The law, implemented two years ago, was intended to reduce state prison populations. But it also has ended up saving the state a substantial amount of money, county Chief Executive William T Fujioka said.
Next year, according to state projections, Fujioka said, California will save $2.68 billion as a result of realignment, and will give $950 million to counties to help them implement the program, realizing a net savings of $1.73 billion.
“I don’t believe this program should have saved money for the state,” he said. “They shifted a population to us. At the same time they should have shifted appropriate funding to us.”
The county’s Board of Supervisors voted to send the governor and legislative leaders a letter requesting more money. And they hope to encourage other counties to join in the push.
Over the last two years, 18,392 state prisoners have been released to the supervision of Los Angeles County’s probation department instead of state parole, according to a two-year status report on realignment given to the board Tuesday.
The department currently has a case load of about 10,000 former state prisoners, nearly 20% of whom have absconded from supervision and have warrants out for their arrest.
A substantial number of the former state inmates -- about 4,000 -- have been assessed as needing mental health or substance abuse treatment, and about 1,000 are homeless, according to the report.
A random sampling of 500 offenders released from prison to Los Angeles County in July 2012 found that 60% of them returned to jail in the next year, either on a new offense -- a so-called “flash incarceration” jail stint of 10 days or less imposed for violating probation -- or after having their probation revoked.

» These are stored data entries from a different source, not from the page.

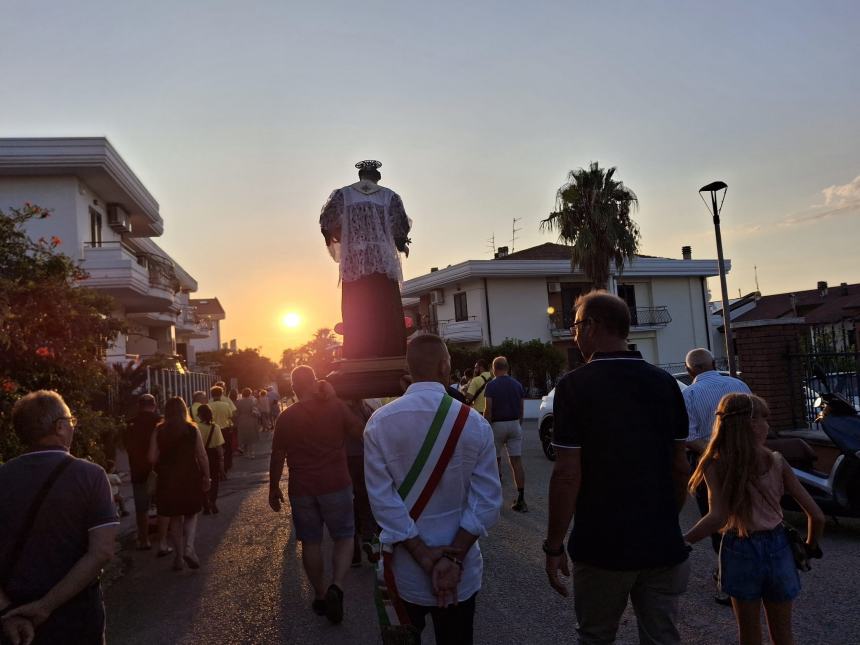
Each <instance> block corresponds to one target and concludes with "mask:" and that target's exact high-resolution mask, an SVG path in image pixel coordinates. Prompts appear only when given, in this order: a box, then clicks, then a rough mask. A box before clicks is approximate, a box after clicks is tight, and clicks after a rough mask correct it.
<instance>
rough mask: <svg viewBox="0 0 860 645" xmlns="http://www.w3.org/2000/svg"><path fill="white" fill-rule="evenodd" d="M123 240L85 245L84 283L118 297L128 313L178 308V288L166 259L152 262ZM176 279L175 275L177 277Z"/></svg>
mask: <svg viewBox="0 0 860 645" xmlns="http://www.w3.org/2000/svg"><path fill="white" fill-rule="evenodd" d="M148 255H149V254H142V253H140V252H138V251H135V250H134V249H132V248H130V247H129V246H127V245H125V244H124V243H122V242H102V243H100V244H96V245H93V244H86V245H85V246H84V260H83V263H82V265H81V266H82V268H83V269H84V271H86V272H87V274H88V277H87V278H86V279H85V280H84V281H83V282H82V284H83V285H84V286H87V287H91V288H93V289H99V290H100V291H104V292H105V293H108V294H109V295H111V296H113V297H114V298H116V299H117V300H118V301H119V302H120V304H121V305H122V306H123V307H124V308H125V310H126V312H128V313H136V312H149V311H151V312H162V311H170V310H175V305H174V290H173V288H172V282H171V281H170V279H169V277H168V275H167V271H166V268H165V267H164V263H165V261H164V260H163V259H160V261H159V260H156V261H154V262H150V258H148V257H147V256H148ZM174 280H175V277H174Z"/></svg>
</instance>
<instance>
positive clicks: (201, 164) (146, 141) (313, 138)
mask: <svg viewBox="0 0 860 645" xmlns="http://www.w3.org/2000/svg"><path fill="white" fill-rule="evenodd" d="M0 15H2V16H3V20H2V21H0V136H107V137H108V139H109V140H110V141H111V142H112V144H113V145H114V146H115V148H116V149H117V150H118V152H119V153H120V155H121V156H122V157H123V158H124V159H125V160H126V162H127V163H128V164H129V166H130V167H131V168H132V170H133V171H134V172H135V173H136V174H137V175H138V177H139V178H140V179H141V180H142V181H143V183H144V185H146V187H147V188H148V189H149V191H150V192H151V193H152V194H153V195H154V196H155V198H156V199H157V200H158V202H159V204H160V208H161V214H162V217H163V218H164V223H165V232H164V235H163V236H162V237H160V238H157V239H156V242H157V243H158V244H159V245H161V246H162V247H163V248H164V249H165V250H166V251H167V252H168V253H170V255H171V256H172V257H173V258H174V259H175V260H176V261H177V262H178V263H179V264H180V265H182V267H183V268H185V269H186V270H187V271H188V272H190V273H191V275H193V276H194V277H195V278H196V279H197V280H198V282H199V287H200V288H199V292H198V293H197V294H196V295H197V296H199V297H218V298H219V300H220V301H221V302H222V304H223V305H224V307H225V309H226V311H227V319H226V320H225V321H224V323H222V337H223V339H224V340H227V339H230V338H236V339H237V341H238V345H239V346H240V347H261V348H262V350H263V352H264V353H265V354H266V355H268V356H270V357H272V358H277V357H279V356H280V353H281V351H282V350H283V349H284V348H286V347H293V346H297V345H300V344H302V343H304V342H305V341H306V340H307V339H308V338H309V337H310V335H311V334H312V332H313V330H315V329H316V328H318V327H323V326H328V327H331V326H333V325H334V323H335V322H337V321H338V320H339V318H340V316H339V303H340V294H339V290H338V286H337V266H336V265H335V264H334V263H333V262H332V260H331V259H330V257H329V256H328V254H327V252H326V249H325V246H324V244H323V240H322V237H321V236H320V234H319V227H318V216H319V211H320V207H321V206H322V204H323V202H324V201H325V199H326V198H327V197H328V195H329V193H330V192H331V191H332V190H333V189H334V188H337V187H340V186H343V185H346V184H349V183H352V182H353V181H355V175H354V173H355V169H354V167H353V165H354V163H355V162H356V161H359V160H361V159H367V158H371V159H379V160H380V161H382V162H383V166H382V169H381V171H382V173H383V180H382V182H381V183H382V184H383V185H386V186H389V187H391V188H393V189H394V190H395V191H397V192H398V193H399V194H400V195H401V196H402V198H403V200H404V203H405V205H406V209H407V212H408V213H409V215H410V216H411V217H412V219H413V221H414V225H413V231H412V236H411V237H412V239H413V245H412V252H411V254H410V257H409V259H408V260H406V261H405V264H404V273H405V275H406V277H407V278H409V277H414V276H418V275H422V274H424V273H426V272H427V271H428V270H429V269H430V267H431V266H440V267H441V266H447V265H448V264H455V263H457V262H461V261H463V260H466V259H488V258H489V257H491V256H490V251H489V240H490V239H491V238H493V237H494V238H495V242H496V246H503V245H507V246H512V245H511V243H510V242H511V238H512V233H511V230H512V227H513V220H514V218H519V220H518V222H517V224H516V227H517V228H520V229H521V230H520V231H519V232H518V233H517V235H516V243H515V248H516V249H523V248H527V247H529V246H533V245H536V244H541V243H544V242H550V241H555V239H554V236H553V235H551V234H548V233H541V232H540V231H539V227H538V224H539V222H540V220H541V219H542V218H544V217H546V215H547V214H548V213H549V212H550V211H552V209H553V206H554V203H555V193H556V190H557V189H558V188H559V186H561V185H562V184H563V183H564V181H565V179H566V175H567V173H568V171H569V170H571V169H574V168H578V167H584V166H587V165H588V164H589V163H590V162H592V161H598V162H599V163H600V165H601V166H606V167H609V166H615V167H617V168H618V171H617V176H618V177H619V178H620V179H622V180H623V181H624V183H625V184H626V185H627V186H628V187H629V188H631V189H632V190H633V191H634V192H635V193H636V194H637V196H638V197H639V202H640V207H639V211H638V213H637V214H636V216H635V217H636V220H637V222H638V223H639V226H640V228H641V231H642V244H641V251H642V252H643V253H645V254H650V255H660V256H667V257H680V252H681V246H682V245H685V244H689V245H691V246H692V247H693V257H694V258H713V257H716V249H715V243H714V233H713V226H712V224H711V219H710V217H709V214H708V211H707V210H706V208H705V206H704V205H703V204H702V202H701V200H700V198H699V195H698V193H697V190H698V188H699V187H701V186H703V185H704V184H706V183H709V182H711V181H713V180H715V179H721V180H723V181H725V182H726V183H727V184H728V186H729V188H728V193H727V196H726V201H725V205H724V207H723V212H722V226H723V239H724V246H725V252H726V257H728V258H730V259H731V260H732V270H731V272H730V274H729V280H728V282H729V292H730V294H732V295H737V293H738V290H740V291H742V292H744V293H747V292H749V291H752V290H754V289H755V287H756V285H755V269H754V267H758V280H759V286H760V288H761V291H762V292H763V293H778V292H784V291H794V290H803V289H811V288H814V287H815V284H816V282H817V281H818V280H827V281H828V282H829V283H830V284H838V283H840V282H849V283H850V282H860V262H858V261H857V242H858V239H860V145H858V142H860V119H858V114H860V72H858V65H857V61H858V60H860V39H858V38H857V26H858V25H859V24H860V3H857V2H853V1H849V2H840V1H832V2H826V3H821V2H797V1H792V2H756V3H749V2H721V3H718V4H714V3H712V2H707V3H706V2H693V1H690V2H680V1H679V2H656V1H655V2H651V1H636V2H633V1H631V2H601V3H595V2H575V1H571V0H566V1H560V2H550V1H540V0H534V1H532V2H529V3H523V2H503V1H496V2H447V1H442V0H437V1H436V2H433V3H418V2H410V1H405V2H378V1H374V0H366V1H365V2H361V3H357V2H339V1H324V0H321V1H320V2H316V3H308V2H288V1H284V0H278V1H257V2H254V1H249V0H245V1H243V2H217V1H213V0H207V1H205V2H203V1H192V0H183V2H175V1H170V2H165V1H160V0H147V1H145V2H143V1H124V2H115V1H113V0H108V1H104V2H93V1H89V0H79V1H78V2H74V3H66V2H61V1H60V0H56V1H54V2H45V1H39V0H30V1H27V2H24V1H23V0H15V1H10V0H0ZM711 289H712V292H713V294H714V296H715V297H717V296H718V294H719V286H718V283H717V282H716V281H712V283H711ZM287 312H295V313H298V314H299V316H300V317H301V318H302V324H301V325H300V326H299V327H297V328H296V329H294V330H289V329H287V328H286V327H284V326H283V325H282V323H281V319H282V317H283V315H284V314H286V313H287Z"/></svg>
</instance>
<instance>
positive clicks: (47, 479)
mask: <svg viewBox="0 0 860 645" xmlns="http://www.w3.org/2000/svg"><path fill="white" fill-rule="evenodd" d="M73 461H74V459H73V458H72V457H71V455H68V454H65V455H63V458H62V459H61V460H60V463H58V464H57V465H56V466H54V468H53V469H52V470H51V472H50V473H49V474H48V476H47V477H46V478H45V481H44V482H43V483H42V487H41V488H39V491H38V492H37V493H36V496H35V497H34V498H33V501H32V502H31V503H30V508H28V509H27V514H26V515H25V516H24V521H23V522H22V523H21V528H20V529H19V531H18V535H17V537H16V538H15V542H14V543H13V545H12V548H11V549H10V551H9V557H7V558H6V561H5V562H4V563H3V565H2V567H3V568H2V571H0V581H2V582H3V584H4V585H5V584H6V583H7V582H8V577H9V575H10V574H11V573H12V569H14V568H15V564H16V563H17V560H18V558H19V557H20V556H21V551H23V550H24V545H25V544H26V543H27V538H29V537H30V532H31V531H32V530H33V525H34V524H35V523H36V517H37V516H38V515H39V510H40V509H41V508H42V504H43V503H44V501H45V498H46V497H47V496H48V493H49V492H50V490H51V488H52V487H53V486H54V483H55V482H56V481H57V479H58V478H59V477H60V475H61V474H63V471H64V470H65V469H66V468H68V466H69V464H71V463H72V462H73Z"/></svg>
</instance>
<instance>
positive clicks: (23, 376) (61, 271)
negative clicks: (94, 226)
mask: <svg viewBox="0 0 860 645" xmlns="http://www.w3.org/2000/svg"><path fill="white" fill-rule="evenodd" d="M48 216H50V213H49V211H47V210H45V209H42V208H39V207H38V206H34V205H32V204H26V205H25V206H24V207H23V208H20V209H17V208H13V209H11V210H10V212H9V214H5V213H3V212H0V461H2V460H4V459H9V458H11V457H13V456H15V455H16V454H18V452H20V450H21V446H20V445H19V444H18V442H17V439H16V437H15V435H14V432H12V424H11V419H10V412H11V408H12V405H13V404H14V402H15V401H16V400H17V399H18V398H20V397H21V396H23V395H24V394H26V393H28V392H31V391H33V390H38V389H48V390H56V391H57V392H59V393H60V395H62V397H63V398H64V399H65V401H66V403H68V405H69V407H70V408H71V409H72V412H73V414H74V415H75V416H76V417H78V422H79V423H78V429H77V430H76V432H75V437H74V443H73V445H72V450H73V452H74V453H75V454H76V455H78V456H80V457H86V458H90V459H93V460H94V461H97V462H100V463H104V459H105V454H104V453H105V450H104V449H105V447H106V446H107V447H109V446H110V445H111V443H112V439H111V438H112V436H113V435H114V434H115V427H116V422H115V421H114V420H113V419H111V418H109V417H107V416H106V415H105V414H104V413H103V412H102V410H104V409H106V391H107V370H106V368H105V364H104V358H105V353H106V352H107V349H108V348H109V347H110V345H111V343H112V342H113V340H114V339H115V338H116V336H117V334H119V333H120V332H123V331H124V324H123V323H122V322H121V321H119V320H117V319H115V318H112V317H111V312H112V311H113V309H114V302H113V299H112V298H111V297H110V296H107V295H105V294H102V293H100V292H98V291H96V290H93V289H88V288H85V287H81V286H80V284H79V283H80V281H81V280H83V279H85V278H86V272H84V271H83V270H82V269H81V268H80V267H79V266H78V265H77V264H76V263H75V261H74V260H72V259H71V258H69V257H68V256H66V255H63V254H62V253H60V252H59V251H57V247H58V246H59V245H60V244H61V240H60V239H59V238H56V237H52V238H51V239H50V240H45V239H39V240H32V239H31V238H30V237H29V236H28V235H27V233H26V231H25V230H24V226H25V224H26V222H27V221H29V220H31V219H34V218H39V219H44V218H45V217H48Z"/></svg>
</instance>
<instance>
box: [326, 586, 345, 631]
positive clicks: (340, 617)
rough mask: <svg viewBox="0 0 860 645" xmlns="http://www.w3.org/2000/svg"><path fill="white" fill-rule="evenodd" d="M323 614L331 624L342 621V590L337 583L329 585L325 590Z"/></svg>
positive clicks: (342, 617)
mask: <svg viewBox="0 0 860 645" xmlns="http://www.w3.org/2000/svg"><path fill="white" fill-rule="evenodd" d="M325 615H326V618H328V620H329V622H330V623H332V624H333V625H337V624H338V623H340V622H342V621H343V591H342V590H341V588H340V587H338V586H337V585H330V586H329V588H328V591H326V594H325Z"/></svg>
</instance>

The county’s overcrowded jails also have a consistent population of about 6,000 inmates who would previously have been sentenced to state prison, leading to more early releases of other inmates to save space.
Some advocates criticized county officials for complaining about the lack of resources without having fully explored options like increasing the pretrial release of offenders on electronic monitoring.
“Realignment imposed burdens but it also imposed opportunities for the county to take advantage of,” said Peter Eliasberg, the legal director of the ACLU of Southern California. “The county seems to like to complain but not to take advantage of the opportunities.”